In a formal response to a letter the TUC recently sent to the UK Statistics Authority, Andrew Dilnot CBE (the Authority’s Chair) today replied confirming that:
We have concluded that the statement attributed to the Secretary of State for Work and Pensions that ‘Already we’ve seen 8,000 people who would have been affected by the cap move into jobs. This clearly demonstrates that the cap is having the desired impact’ is unsupported by the official statistics published by the Department on 15 April.
The incident also prompted a response from the UK Statistics Authority directly to the Secretary of State for Work and Pensions, in which Andrew Dilnot remarks that:
In the manner and form published, the statistics do not comply fully with the principles of the Code of Practice, particularly in respect of accessibility to the sources of the data, information about the methodology and quality of the statistics, and the suggestion that the statistics were shared with the media in advance of their publication.
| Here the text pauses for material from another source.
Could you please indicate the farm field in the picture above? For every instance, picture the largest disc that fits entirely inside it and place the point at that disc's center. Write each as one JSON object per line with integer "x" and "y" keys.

The basis for the complaint has been well documented, and as others (not least Declan Gaffney and Jonathan Portes) regularly point out, this is only one in a number of similar incidents over recent months. So what is driving this trend?
While there are no doubt a number of factors at play, much of the current bout of misrepresentation seems to be linked to a desperate attempt to prove that dramatic cuts to benefits for vulnerable people are in some way good for them. Not content with imposing a benefit cap on families as a means to reduce social security expenditure the Department is keen assert that this initiative is somehow also in everyone’s best interest. As this FT blog shows, DWP advisers (not necessarily press officers, as Kiran Stacey has noted) have been attempting to place stories on the benefit cap’s effectiveness as a welfare to work measure for months, despite the lack of any evidence to justify their case. Today’s DWP Press Office twitter account is also illuminating – instead of acknowledging that there is any truth to the UK Statistics Authority’s charge, the account issued a stream of justification for the Secretary of State’s claim, based on ‘anecdotal’ evidence.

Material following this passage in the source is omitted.